NAFCU Services Blog

May 16, 2022

New Risks and Solutions for Product Refund Liability

By Peter Krall, Vice President of National Group Markets | Allied Solutions

Product refund liability is an evolving challenge for credit unions; complying with state-by-state regulations, avoiding legal challenges, and establishing the right processes along the way. When a loan is terminated due to early payoff, repossession, or total loss, what happens to the ancillary products attached to the loan? Recently, we have seen increased regulatory pressure on credit unions to manage and oversee the refund of canceled vehicle protection products, and this has become a significant liability.

There are several misconceptions involving the process, logistics, compliance, and risks.

Why it Matters

The volume and complexity of canceled vehicle protection products should not be underestimated when evaluating the risk associated with not implementing a standard refund process.When a loan with a Voluntary Protection Product (VPP – GAP, for example) is paid off early the member may be owed a refund for the unused portion of the VPP, or in the case of a deficiency balance, the refund may be due to the lender. Repossession, charge-off, and total loss are other events that trigger the cancellation of the VPP. A typical vehicle loan may have at least one VPP attached, but there can be several VPPs on any given loan. The volume and complexity of canceled vehicle protection products should not be underestimated when evaluating the risk associated with not implementing a standard refund process.

Who Owns It?

There is also heightened confusion about who is ultimately responsible in these cases. Regardless of who sold the VPP, increased litigation is indicating that credit unions are the responsible party to issue a refund, but there’s a bright side. When a credit union takes ownership of the refund process, they can be proactive about meeting existing and potential legal requirements. This also provides a better member experience, all while strengthening dealer relationships.

How Does It Get Done?

As with all good things, the “how” isn’t always intuitive or easy. Many credit unions have been handling these refunds on an ad hoc basis, which is where the backlog, liabilities, and risks can quickly accumulate. In response to the recent increases in litigation and regulation, other credit unions have built, or are actively building, new processes and systems to solve the problem. Not surprisingly, it means additional work for back-office staff or in many cases, adding FTEs.

Key Risk Factors

Our risk management team has outlined some of the key factors to consider when setting up your process for managing these cancellation refunds.

  • Risk of error: Product refunds must be accurately reconciled, coordinated with the dealer/product provider, and delivered to the member, all without any errors in dollar amounts or timelines.
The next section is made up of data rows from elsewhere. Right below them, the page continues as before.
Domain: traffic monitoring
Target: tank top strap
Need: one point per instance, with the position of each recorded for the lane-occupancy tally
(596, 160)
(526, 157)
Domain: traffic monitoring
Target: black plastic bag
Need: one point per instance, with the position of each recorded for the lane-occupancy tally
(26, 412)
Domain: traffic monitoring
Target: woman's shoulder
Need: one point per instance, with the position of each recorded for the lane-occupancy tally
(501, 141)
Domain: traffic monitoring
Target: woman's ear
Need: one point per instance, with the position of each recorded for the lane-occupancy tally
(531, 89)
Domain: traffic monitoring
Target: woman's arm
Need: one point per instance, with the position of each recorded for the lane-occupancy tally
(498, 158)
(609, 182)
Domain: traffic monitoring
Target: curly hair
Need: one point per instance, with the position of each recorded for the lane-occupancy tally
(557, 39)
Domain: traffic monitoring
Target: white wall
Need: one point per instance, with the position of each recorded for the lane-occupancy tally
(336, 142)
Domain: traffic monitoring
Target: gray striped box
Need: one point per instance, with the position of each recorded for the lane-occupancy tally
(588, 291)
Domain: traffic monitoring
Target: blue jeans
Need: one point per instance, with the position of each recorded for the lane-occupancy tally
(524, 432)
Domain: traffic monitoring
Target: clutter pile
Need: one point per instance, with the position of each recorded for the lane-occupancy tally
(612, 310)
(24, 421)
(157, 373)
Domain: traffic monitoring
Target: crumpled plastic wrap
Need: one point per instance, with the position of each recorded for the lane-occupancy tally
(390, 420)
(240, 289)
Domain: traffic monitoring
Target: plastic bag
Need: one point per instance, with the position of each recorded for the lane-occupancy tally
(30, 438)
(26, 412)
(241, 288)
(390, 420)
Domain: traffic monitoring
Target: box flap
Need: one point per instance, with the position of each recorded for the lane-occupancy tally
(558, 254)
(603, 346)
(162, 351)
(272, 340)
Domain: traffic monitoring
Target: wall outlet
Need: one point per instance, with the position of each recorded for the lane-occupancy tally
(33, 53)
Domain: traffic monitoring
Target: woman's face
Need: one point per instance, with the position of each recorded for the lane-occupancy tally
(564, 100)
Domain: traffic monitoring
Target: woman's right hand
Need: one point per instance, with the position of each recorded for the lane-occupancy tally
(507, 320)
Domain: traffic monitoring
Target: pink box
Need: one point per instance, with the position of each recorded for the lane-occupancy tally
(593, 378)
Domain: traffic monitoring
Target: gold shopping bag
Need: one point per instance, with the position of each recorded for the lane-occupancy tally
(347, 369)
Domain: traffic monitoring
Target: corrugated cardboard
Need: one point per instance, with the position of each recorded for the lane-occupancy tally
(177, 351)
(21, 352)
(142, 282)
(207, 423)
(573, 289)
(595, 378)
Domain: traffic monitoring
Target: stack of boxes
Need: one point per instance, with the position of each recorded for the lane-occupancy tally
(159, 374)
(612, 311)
Any error in this chain of events can result in additional audit attention or regulatory correction. \Risk of overburdening staff: To correctly process product refunds, it will require one dedicated full-time employee for every 200 cancellations per month. Our industry research indicates that nearly 50% of auto loans are paid off early and 60% of those have a VPP attached.
  • Risk of delays and long cycle times: Some states have specific requirements for the number of days from the time the product is canceled until the refund is in the hands of the borrower. If the appropriate timelines are not held, compliance concerns can surface.
  • Risk of harm to your brand: As noted, some credit unions are already facing litigation for failing to refund borrowers on canceled VPPs.[1] Pending litigation is costly both monetarily and for brand reputation; it can also be the recipe for negative member experiences.

Managing and Optimizing Product Refunds

Sometimes it makes sense and cents for a credit union to build a process in-house. Many credit unions are recognizing that the resource and compliance knowledge is better outsourced than built in-house. As you evaluate your risks, processes, and options, we highly recommend you engage a trusted outside partner. Choose the best partner for you, but be mindful to bring someone in to help your team navigate this challenge. As credit unions step up to take the responsibility of managing product refunds, they are reducing compliance concerns, providing positive member experience, and strengthening the image of the credit union industry as a whole.